4. Mantener una relación personal con Dios. ¿está distanciado de algún hermano? ¿de sus padres? ¿no le gusta la escuela? ¿le fastidia la iglesia? ¿Está animado con su último proyecto? ¿Lo desilucionó algún fracaso? Converse con Dios sobre esas cosas. A él le gusta escucharlo. Prepare una lista de pedidos de oración y menciónela siempre. Cree un registro de oración o escriba un salmo.
5. Leer la Biblia. La Palabra de Dios es la mejor fuente de información acerca de Dios. Es su carta de amor para nosotros (claro que existen otros libros y revistas que también ayudan). Lea un versículo o capítulo y preguntese: ¿qué me está queriendo decir? ¿Cómo puedo aplicarlo a mi vida? 6. Comenzar hoy. ¡Vamos! No lo deje para mañana. Su relación con Dios es
demasiado importante como para dejarla siempre para el día siguiente. ¡Prepárese para una experiencia emocionante!
La iglesia publica anualmente tres libros de meditación: uno para jóvenes y adultos, otro para adolescentes y otro para mujeres.

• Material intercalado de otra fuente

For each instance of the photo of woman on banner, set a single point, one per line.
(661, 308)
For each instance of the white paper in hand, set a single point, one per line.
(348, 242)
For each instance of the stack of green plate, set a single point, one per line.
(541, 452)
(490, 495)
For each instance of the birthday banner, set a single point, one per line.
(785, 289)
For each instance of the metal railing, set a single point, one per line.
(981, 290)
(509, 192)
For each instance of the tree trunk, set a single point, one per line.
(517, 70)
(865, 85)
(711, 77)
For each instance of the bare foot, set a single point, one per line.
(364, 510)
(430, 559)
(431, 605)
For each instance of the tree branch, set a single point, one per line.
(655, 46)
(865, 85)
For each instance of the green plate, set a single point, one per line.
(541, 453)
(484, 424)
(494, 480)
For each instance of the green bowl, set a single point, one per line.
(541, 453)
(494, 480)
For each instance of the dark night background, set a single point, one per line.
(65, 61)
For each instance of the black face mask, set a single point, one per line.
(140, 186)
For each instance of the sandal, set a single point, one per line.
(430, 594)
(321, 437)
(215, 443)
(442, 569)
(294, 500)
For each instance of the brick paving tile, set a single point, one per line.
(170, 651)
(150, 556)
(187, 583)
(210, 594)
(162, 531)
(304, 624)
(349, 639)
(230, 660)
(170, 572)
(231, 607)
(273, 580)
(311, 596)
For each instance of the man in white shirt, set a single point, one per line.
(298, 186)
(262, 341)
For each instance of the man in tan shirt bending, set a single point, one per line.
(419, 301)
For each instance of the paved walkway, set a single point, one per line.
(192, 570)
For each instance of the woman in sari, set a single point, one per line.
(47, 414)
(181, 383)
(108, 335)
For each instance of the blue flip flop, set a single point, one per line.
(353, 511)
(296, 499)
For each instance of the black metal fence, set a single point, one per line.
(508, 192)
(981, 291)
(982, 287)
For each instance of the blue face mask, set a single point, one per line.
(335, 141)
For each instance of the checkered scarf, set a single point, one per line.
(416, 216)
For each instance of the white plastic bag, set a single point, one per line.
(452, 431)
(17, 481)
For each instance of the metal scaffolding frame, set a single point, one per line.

El director JA y el director del Club de Lectura deben estimular el plan de la devoción matutina, recomendándolo para el culto familiar o para el momento de la devoción personal. También, deben hacer énfasis sobre eso en los cultos jóvenes de los sábados por la tarde.

Mateo 5:23-24
Por tanto, si traes tu ofrenda al altar, y allí te acuerdas de que tu hermano tiene algo contra ti, deja allí tu ofrenda delante del altar, y anda, reconcíliate primero con tu hermano, y entonces ven y presenta tu ofrenda.